A summary of the correlations between the BCVA and FT is shown in Table 2. The preoperative BCVA (in logMAR units) was significantly correlated to the preoperative FT (r = 0.43, P < 0.001, Spearman’s rank correlation coefficient). The postoperative BCVA was significantly correlated with the postoperative FT (r = 0.26, P = 0.03, Spearman’s rank correlation coefficient). The preoperative BCVA was significantly correlated with the postoperative BCVA (r = 0.44, P < 0.001, Spearman’s rank correlation coefficient, Figure 1). The preoperative FT was also significantly correlated with the postoperative BCVA (r = 0.24, P = 0.04, Spearman’s rank correlation coefficient, Figure 2). The mean of the visual improvement (preoperative BCVA – postoperative BCVA in logMAR units) was 0.10 logMAR units, and this improvement was correlated with the preoperative BCVA (r = 0.55, P < 0.001, Spearman’s rank correlation coefficient). Thus, the postoperative visual improvement was greater in eyes with initially poorer preoperative vision. However, the postoperative visual improvement was not significantly correlated with the preoperative FT (r = 0.21, P = 0.07, Spearman’s rank correlation coefficient). The reduction of FT (preoperative FT – postoperative FT) was strongly correlated with the preoperative FT (r = 0.80, P < 0.001, Spearman’s rank correlation coefficient). The reduction of FT was greater in eyes with thicker preoperative FT. The reduction of FT was also significantly correlated with the preoperative BCVA and postoperative visual improvement (r = 0.31, P = 0.008, and r = 0.24, P = 0.04, respectively, Spearman’s rank correlation coefficient).

Table 2

Correlation between visual acuity and foveal thickness

		r value	P value
Reduction of FT	Preoperative FT	0.80	<0.001*
Visual improvement	Preoperative BCVA	0.55	<0.001*
Postoperative BCVA	Preoperative BCVA	0.44	<0.001*
Preoperative BCVA	Preoperative FT	0.43	<0.001*
Reduction of FT	Preoperative BCVA	0.31	0.008*
Postoperative BCVA	Postoperative FT	0.26	0.03*
Visual improvement	Reduction of FT	0.24	0.04*
Postoperative BCVA	Preoperative FT	0.24	0.04*

Notes:

Spearman’s correlation coefficient by rank. Reduction of FT, preoperative FT – postoperative FT; Visual improvement, preoperative BCVA – postoperative BCVA in logMAR units.
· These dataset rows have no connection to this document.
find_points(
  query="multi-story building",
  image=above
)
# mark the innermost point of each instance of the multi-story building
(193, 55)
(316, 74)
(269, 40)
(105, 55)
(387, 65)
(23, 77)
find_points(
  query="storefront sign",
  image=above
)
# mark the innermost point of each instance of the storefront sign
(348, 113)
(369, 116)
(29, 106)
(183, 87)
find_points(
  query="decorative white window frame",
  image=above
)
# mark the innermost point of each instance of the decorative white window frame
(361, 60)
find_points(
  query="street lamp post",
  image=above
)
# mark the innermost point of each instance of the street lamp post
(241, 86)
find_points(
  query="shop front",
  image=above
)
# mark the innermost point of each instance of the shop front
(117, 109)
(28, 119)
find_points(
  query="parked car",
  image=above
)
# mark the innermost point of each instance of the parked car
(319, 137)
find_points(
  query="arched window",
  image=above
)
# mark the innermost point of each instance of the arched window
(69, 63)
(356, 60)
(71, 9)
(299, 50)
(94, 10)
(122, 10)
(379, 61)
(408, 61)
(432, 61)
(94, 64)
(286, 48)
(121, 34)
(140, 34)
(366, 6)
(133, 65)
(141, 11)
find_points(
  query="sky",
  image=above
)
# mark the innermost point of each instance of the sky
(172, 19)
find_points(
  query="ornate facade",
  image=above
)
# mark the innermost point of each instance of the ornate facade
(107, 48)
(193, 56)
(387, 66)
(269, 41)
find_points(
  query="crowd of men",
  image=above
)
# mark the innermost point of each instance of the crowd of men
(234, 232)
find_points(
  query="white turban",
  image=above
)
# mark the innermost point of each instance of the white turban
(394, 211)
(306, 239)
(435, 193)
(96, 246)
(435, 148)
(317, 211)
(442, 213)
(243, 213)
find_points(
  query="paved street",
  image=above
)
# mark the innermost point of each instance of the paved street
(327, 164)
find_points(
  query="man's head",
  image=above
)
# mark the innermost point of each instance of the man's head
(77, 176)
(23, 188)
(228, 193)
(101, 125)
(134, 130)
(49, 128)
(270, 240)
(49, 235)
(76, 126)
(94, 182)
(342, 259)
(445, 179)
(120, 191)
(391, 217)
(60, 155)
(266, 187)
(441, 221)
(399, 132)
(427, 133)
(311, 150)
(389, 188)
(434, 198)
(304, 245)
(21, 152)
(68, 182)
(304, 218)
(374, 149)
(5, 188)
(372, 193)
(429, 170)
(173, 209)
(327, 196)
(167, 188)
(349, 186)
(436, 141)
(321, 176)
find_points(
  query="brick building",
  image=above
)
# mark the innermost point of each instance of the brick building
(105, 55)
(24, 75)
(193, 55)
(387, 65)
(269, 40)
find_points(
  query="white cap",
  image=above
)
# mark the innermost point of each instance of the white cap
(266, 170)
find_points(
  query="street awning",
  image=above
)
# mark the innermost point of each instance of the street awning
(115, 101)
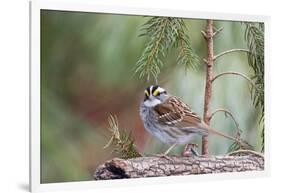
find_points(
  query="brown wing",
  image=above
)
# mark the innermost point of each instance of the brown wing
(176, 113)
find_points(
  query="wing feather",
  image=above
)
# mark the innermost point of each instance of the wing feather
(174, 112)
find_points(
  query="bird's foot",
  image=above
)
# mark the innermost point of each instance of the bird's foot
(189, 150)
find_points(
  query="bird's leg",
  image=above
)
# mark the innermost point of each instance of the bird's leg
(189, 150)
(170, 148)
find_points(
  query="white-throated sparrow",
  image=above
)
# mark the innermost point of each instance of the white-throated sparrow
(170, 120)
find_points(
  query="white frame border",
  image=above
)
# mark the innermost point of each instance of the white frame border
(97, 7)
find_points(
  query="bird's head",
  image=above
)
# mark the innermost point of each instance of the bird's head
(154, 95)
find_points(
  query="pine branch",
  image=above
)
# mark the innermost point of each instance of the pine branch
(161, 37)
(186, 56)
(254, 36)
(164, 33)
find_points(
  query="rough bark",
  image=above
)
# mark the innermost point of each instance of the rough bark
(167, 166)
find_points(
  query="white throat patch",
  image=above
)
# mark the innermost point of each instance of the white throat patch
(152, 103)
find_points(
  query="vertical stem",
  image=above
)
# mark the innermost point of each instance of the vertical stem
(209, 76)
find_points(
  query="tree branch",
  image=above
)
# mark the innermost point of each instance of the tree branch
(217, 31)
(209, 76)
(159, 166)
(230, 51)
(234, 73)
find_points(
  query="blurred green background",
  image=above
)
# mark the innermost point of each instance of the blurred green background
(87, 63)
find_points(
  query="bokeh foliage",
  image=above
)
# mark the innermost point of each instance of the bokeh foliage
(87, 73)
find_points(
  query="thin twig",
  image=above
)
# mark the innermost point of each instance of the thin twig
(229, 113)
(217, 31)
(204, 34)
(230, 51)
(234, 73)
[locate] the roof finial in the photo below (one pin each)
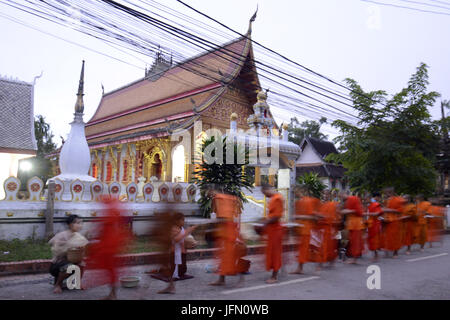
(79, 105)
(253, 18)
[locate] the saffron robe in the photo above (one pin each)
(274, 232)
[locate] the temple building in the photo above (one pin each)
(129, 135)
(17, 140)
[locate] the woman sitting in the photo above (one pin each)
(61, 243)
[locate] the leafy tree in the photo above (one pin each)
(309, 128)
(392, 145)
(229, 177)
(44, 136)
(312, 183)
(40, 166)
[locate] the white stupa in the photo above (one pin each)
(75, 159)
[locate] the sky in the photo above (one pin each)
(379, 46)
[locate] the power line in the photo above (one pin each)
(405, 7)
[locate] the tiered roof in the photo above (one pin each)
(152, 106)
(17, 117)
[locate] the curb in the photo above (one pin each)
(42, 266)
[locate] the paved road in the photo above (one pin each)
(421, 275)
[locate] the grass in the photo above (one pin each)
(20, 250)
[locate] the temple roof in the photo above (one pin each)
(197, 82)
(17, 117)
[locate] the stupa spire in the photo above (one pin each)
(79, 105)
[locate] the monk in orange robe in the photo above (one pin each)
(374, 224)
(423, 209)
(409, 222)
(306, 209)
(354, 224)
(274, 231)
(328, 223)
(226, 207)
(392, 215)
(435, 224)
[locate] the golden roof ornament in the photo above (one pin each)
(79, 105)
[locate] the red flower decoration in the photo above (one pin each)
(35, 187)
(11, 186)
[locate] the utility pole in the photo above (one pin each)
(49, 232)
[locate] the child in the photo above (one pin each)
(177, 256)
(61, 243)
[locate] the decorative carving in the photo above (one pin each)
(35, 186)
(11, 186)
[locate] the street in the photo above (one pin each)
(421, 275)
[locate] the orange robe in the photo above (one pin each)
(409, 211)
(305, 206)
(374, 227)
(328, 250)
(423, 208)
(354, 224)
(435, 225)
(274, 233)
(393, 231)
(226, 208)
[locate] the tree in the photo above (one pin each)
(392, 145)
(309, 128)
(230, 177)
(312, 183)
(44, 136)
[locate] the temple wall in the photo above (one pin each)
(24, 219)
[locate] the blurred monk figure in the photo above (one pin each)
(409, 222)
(112, 238)
(329, 222)
(227, 207)
(423, 209)
(306, 210)
(374, 224)
(392, 215)
(274, 231)
(353, 210)
(435, 225)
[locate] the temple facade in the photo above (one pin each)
(130, 134)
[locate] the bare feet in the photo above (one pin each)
(217, 283)
(297, 271)
(168, 290)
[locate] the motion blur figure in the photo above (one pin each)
(374, 225)
(113, 236)
(393, 222)
(354, 224)
(231, 247)
(306, 209)
(274, 231)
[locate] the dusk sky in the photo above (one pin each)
(379, 46)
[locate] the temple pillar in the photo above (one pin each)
(257, 177)
(119, 162)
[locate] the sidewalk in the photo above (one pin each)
(42, 266)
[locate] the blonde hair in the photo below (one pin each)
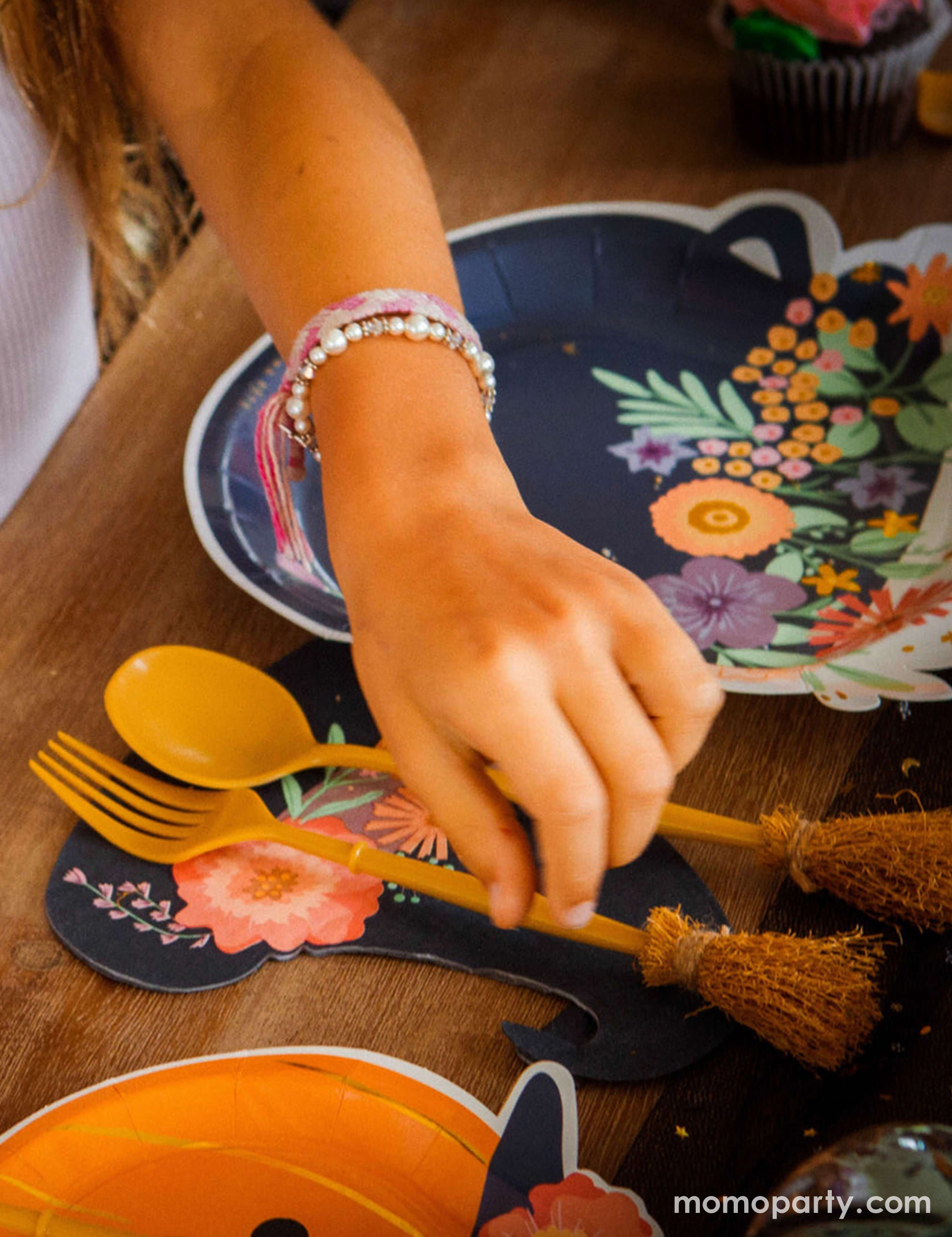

Abbreviations: FT, foveal thickness (μm); BCVA, best-corrected visual acuity in logarithm of the minimum angle of resolution (logMAR).

Figure 1

Coefficients of correlation between postoperative and preoperative BCVA. The postoperative BCVA at 6 months is significantly correlated with the preoperative BCVA (r = 0.44, P < 0.001, Spearman’s rank correlation coefficient).

Abbreviations: BCVA, best-corrected visual acuity; logMAR, logarithm of the minimum angle of resolution.

Figure 2

Coefficients of correlation between postoperative BCVA and preoperative foveal thickness. The postoperative BCVA at 6 months was significantly correlated with the preoperative foveal thickness (r = 0.24, P = 0.04, spearman’s rank correlation coefficient).

Abbreviations: BCVA, best-corrected visual acuity; logMAR, logarithm of the minimum angle of resolution.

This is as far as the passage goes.